There were some good things about Rehab as well.  One was that patients there can where regular clothes.  This was wonderful news to Bill because he didn’t want anyone to know he was a patient at the hospital.  I snicker as I write this because there was NO WAY anyone would assume anything else.  He looked like Frankenstein with his fresh zigzag scar and slightly swollen greenish eyes.  It didn’t seem to cross his mind that being in a wheelchair is a pretty good indicator that he was indeed a patient and not a visitor.  However, being in a wheelchair rather than tied to a bed was a definite improvement…that and the fact that in rehab you are allowed to move around more than just your little room.  The physical therapist discovered that Bill had a hip injury which, in addition to his head injury, caused his balance to be off.  Therefore he was confined to a wheelchair, until they could stabilize his balance when walking. Bill of course didn’t want a wheelchair but once the battle to get him into it was done he seemed to forget the tantrum he pitched and settle in.

As much as I didn’t like him tied to a bed, pushing him in a wheelchair turned out to be a greater challenge.  If I pushed too slowly he got agitated.  If I pushed him too fast he was enraged.  There was a certain speed where his hair would blow just a bit and that was the sweet spot.  However, maintaining that pace for my 4 hour visits after working all day was a challenge.  Fortunately family members and friends who came to visit were happy to help out by taking a few laps around the hospital with him.  In his agitated state it was not advisable for him to be still, nor would he allow it for long.

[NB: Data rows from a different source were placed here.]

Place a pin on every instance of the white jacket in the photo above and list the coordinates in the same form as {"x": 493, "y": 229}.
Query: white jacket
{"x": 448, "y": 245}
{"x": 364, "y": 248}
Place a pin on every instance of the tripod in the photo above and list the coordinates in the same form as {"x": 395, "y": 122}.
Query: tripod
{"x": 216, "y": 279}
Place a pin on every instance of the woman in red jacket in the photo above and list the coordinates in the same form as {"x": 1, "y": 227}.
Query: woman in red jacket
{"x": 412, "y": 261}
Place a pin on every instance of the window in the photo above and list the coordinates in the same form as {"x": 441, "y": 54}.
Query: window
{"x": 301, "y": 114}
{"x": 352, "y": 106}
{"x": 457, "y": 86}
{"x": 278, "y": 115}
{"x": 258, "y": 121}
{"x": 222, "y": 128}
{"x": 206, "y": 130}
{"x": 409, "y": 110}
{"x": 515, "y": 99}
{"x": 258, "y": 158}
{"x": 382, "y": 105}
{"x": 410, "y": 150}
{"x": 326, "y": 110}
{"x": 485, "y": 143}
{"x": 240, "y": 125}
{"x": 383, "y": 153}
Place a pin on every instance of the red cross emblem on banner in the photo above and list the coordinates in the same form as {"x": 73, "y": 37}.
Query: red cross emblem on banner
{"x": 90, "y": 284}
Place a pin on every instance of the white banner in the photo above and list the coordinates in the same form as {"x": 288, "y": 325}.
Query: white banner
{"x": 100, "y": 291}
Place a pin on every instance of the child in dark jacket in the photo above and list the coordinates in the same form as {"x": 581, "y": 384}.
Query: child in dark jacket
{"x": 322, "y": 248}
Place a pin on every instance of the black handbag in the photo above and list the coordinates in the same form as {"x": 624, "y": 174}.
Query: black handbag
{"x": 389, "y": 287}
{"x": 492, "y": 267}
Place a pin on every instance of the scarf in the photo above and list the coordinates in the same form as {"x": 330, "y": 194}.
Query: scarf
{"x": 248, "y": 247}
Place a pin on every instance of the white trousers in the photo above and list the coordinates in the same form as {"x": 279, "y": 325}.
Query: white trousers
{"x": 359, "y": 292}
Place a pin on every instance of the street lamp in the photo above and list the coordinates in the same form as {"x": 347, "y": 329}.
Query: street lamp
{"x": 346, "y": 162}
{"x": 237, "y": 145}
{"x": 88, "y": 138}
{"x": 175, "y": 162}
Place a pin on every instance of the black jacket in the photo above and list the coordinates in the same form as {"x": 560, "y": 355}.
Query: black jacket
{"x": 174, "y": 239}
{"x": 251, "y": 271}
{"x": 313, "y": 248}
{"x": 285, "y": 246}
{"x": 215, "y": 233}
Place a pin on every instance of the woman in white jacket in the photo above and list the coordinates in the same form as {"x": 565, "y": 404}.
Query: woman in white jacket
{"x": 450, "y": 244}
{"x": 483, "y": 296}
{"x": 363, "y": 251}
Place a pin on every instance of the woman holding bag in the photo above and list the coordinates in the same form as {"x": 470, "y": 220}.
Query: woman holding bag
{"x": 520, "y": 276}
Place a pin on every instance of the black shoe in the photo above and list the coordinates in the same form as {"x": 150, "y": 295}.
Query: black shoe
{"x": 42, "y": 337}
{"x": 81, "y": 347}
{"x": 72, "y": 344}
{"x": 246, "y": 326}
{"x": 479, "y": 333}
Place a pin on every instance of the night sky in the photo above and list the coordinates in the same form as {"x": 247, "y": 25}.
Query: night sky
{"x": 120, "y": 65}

The good thing about rehab for me was that Bill had a sitter.  The first evening I came for a visit, there was a nursing student named Pearl in the room with him. It was her job to watch Bill to make sure he didn’t harm himself or anyone else, and to keep him from wandering off.  She was very sweet and kind to him.  He called her Ivory because he couldn’t remember Pearl.  He said that he knew her name was the color white even though she was black. This endeared him to her further and he was the only one she allowed to call her Ivory.  She sat with him whenever he was not in therapy, and through the night.  There were other sitters who took shifts, but she is the only name I remember because of her kindness to us.  Knowing she was there with him helped to make the transition to my new life less difficult and helped me to sleep at night in my empty house of refuge.